Психолог доктор Келлерман утверждает, что у детей выживших, детей второго поколения, есть такие характеристики, как низкая самооценка, чрезмерное стремление к достижениям и опыт, который им приходится эмоционально компенсировать своим родителям за потерю семьи. Кроме того, он утверждает, что второе поколение больше занимается смертью и часто наблюдает за предстоящими катастрофами. Они несут в себе гнев и чувство вины, развивают чрезмерную зависимость от семьи или испытывают трудности в отношениях. Другие исследователи подчеркивают сопротивление переживанию. беспомощность, которую испытывают родители в травмирующем событии, что может привести к вспышкам насилия перед лицом угрожающих для них переживаний.
Рассказывает и плачет
Мать парк Ее спасли из концлагерей, поэтому всю жизнь она пронесла травму с болью:
«Сначала они не разговаривали. Когда я спросила, почему у моей матери и теток номер на руке, они сказали, что это для того, чтобы они не забыли номер телефона дома, который у них был за границей. расскажите мне об ужасах, потому что боялись разоблачения и боли. С годами психическое состояние моей матери ухудшилось, и воспоминания о мучениях нахлынули на Море.
В День Холокоста в доме царило ощущение Холокоста. Отец молчал, а мать лежала и плакала, рассказывая о том, через что ей пришлось пройти в сильной боли. Она рассказала, что ее и ее сестер забрали с городской площади и увезли в концентрационные лагеря. Их переводили между лагерями смерти, Освенцимом, Биркенау и Берген-Бельзеном, но они всегда ходили по трое. Две старшие сестры по бокам и младшая сестра посередине, чтобы защитить ее.
Мать рассказала, что они спали на одной койке, их избивали, тяжело работали в голод, на холоде. Мать рассказывала истории и плакала, как будто страдания были с ней все время. Мать все время носила в себе Холокост. Я взял на себя часть этого. Не выбрасывать еду, бояться за детей, копить вещи и всегда быть осторожным».
компенсировать родителям их историю
отец Яфит Вернулся с травмой с войны в 1973 году:
«Отец замкнутый. Делает то, что нужно, но не выражает эмоций и не говорит о любви. Он сидит молча и все время размышляет. Когда он был на работе, все было хорошо, но когда он пришел домой, он был зол. Обязательно запирайте двери, не стойте возле окна, потому что кто-то посторонний может что-то бросить и вас ранить, никому не верить и не доверять.
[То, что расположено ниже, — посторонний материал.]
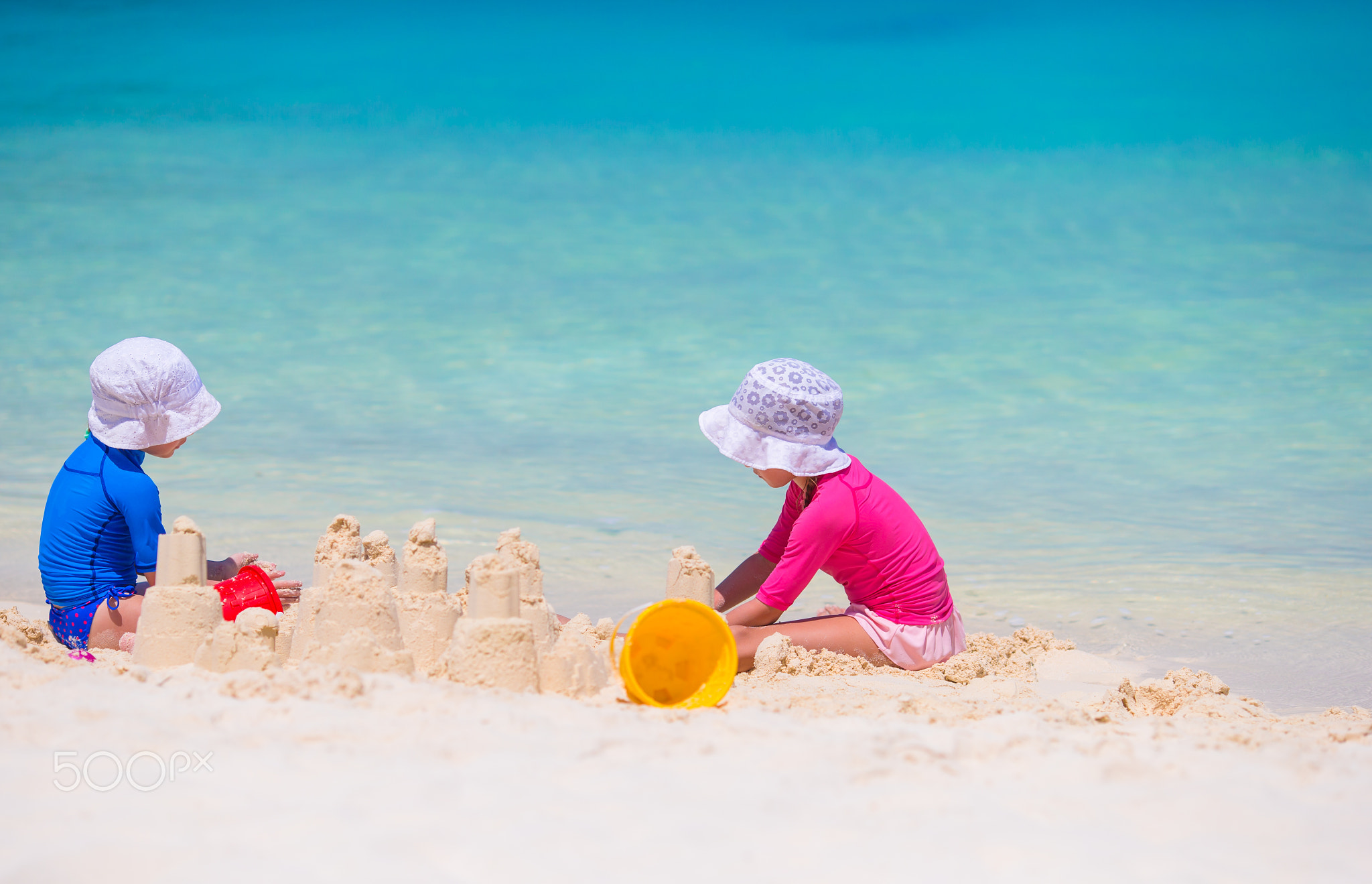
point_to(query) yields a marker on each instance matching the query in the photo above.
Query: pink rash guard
(860, 531)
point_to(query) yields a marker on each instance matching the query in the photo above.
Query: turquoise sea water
(1095, 283)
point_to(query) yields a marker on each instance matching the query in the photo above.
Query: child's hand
(289, 590)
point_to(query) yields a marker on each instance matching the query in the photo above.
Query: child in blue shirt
(103, 517)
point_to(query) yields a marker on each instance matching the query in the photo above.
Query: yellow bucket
(678, 653)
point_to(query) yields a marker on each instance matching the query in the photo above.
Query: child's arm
(742, 582)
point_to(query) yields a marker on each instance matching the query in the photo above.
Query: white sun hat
(782, 416)
(143, 393)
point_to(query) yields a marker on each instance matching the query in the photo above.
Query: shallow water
(1117, 361)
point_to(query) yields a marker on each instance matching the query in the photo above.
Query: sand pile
(493, 645)
(32, 637)
(578, 665)
(249, 643)
(425, 563)
(180, 613)
(376, 552)
(533, 606)
(991, 655)
(182, 555)
(509, 636)
(777, 657)
(519, 556)
(340, 541)
(691, 577)
(424, 609)
(356, 623)
(1182, 692)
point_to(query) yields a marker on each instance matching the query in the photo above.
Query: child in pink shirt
(837, 518)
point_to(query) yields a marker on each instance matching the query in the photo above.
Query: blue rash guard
(100, 530)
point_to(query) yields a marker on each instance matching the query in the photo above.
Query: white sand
(797, 777)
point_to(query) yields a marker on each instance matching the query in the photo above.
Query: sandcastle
(509, 636)
(356, 623)
(180, 613)
(372, 613)
(249, 643)
(425, 610)
(340, 541)
(376, 551)
(493, 645)
(691, 577)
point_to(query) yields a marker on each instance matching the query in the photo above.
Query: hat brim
(738, 441)
(131, 433)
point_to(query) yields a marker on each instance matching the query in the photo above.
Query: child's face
(166, 449)
(776, 477)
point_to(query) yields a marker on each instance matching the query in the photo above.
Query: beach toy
(678, 653)
(250, 588)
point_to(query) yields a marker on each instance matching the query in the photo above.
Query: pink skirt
(912, 645)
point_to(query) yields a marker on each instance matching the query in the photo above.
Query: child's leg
(841, 635)
(109, 625)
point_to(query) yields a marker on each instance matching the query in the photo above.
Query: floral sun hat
(145, 391)
(782, 416)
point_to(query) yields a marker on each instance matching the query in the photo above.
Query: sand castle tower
(578, 665)
(425, 563)
(424, 609)
(493, 645)
(342, 541)
(691, 577)
(515, 554)
(356, 623)
(180, 613)
(249, 643)
(376, 552)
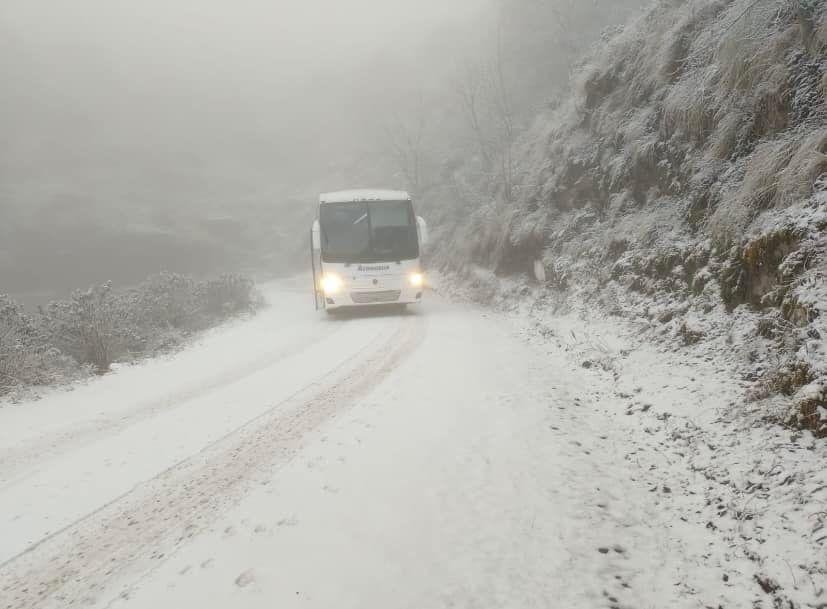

Если бы у меня был друг, он бы проверял его со всех сторон, и когда он слышал арабский язык на рынке или на улице, ты видел, как все его тело сжималось, как будто вот-вот произойдет что-то ужасное. Я вырос в этой боли, в этих воспоминаниях об убитых друзьях, в памяти о запахе войны. 7 октября вновь возникла огромная боль и ужасная печаль.
Я думаю, это потому, что я израильтянин, независимо от моего отца, но есть ситуация, когда я несу часть его травмы. Вина за то, что он остался в живых, перешла и на меня. Каждый раз, когда мне что-то удается, я чувствую себя неприятно, потому что другие проиграли. На протяжении многих лет у меня было желание избавить родителей от их истории и компенсировать им их потери, а также эмоциональная трудность раскрыть боль и страх, а также раскрыть любовь.
Есть ли у меня страх, что это может повториться?
Если у меня есть тревога выживания? Вероятно, так.
Возможно, это еще что-то, что придется пережить и детям жертв 7 октября, хотя кажется, что это национальная травма, которую где-то несут в себе даже те, кто там не был.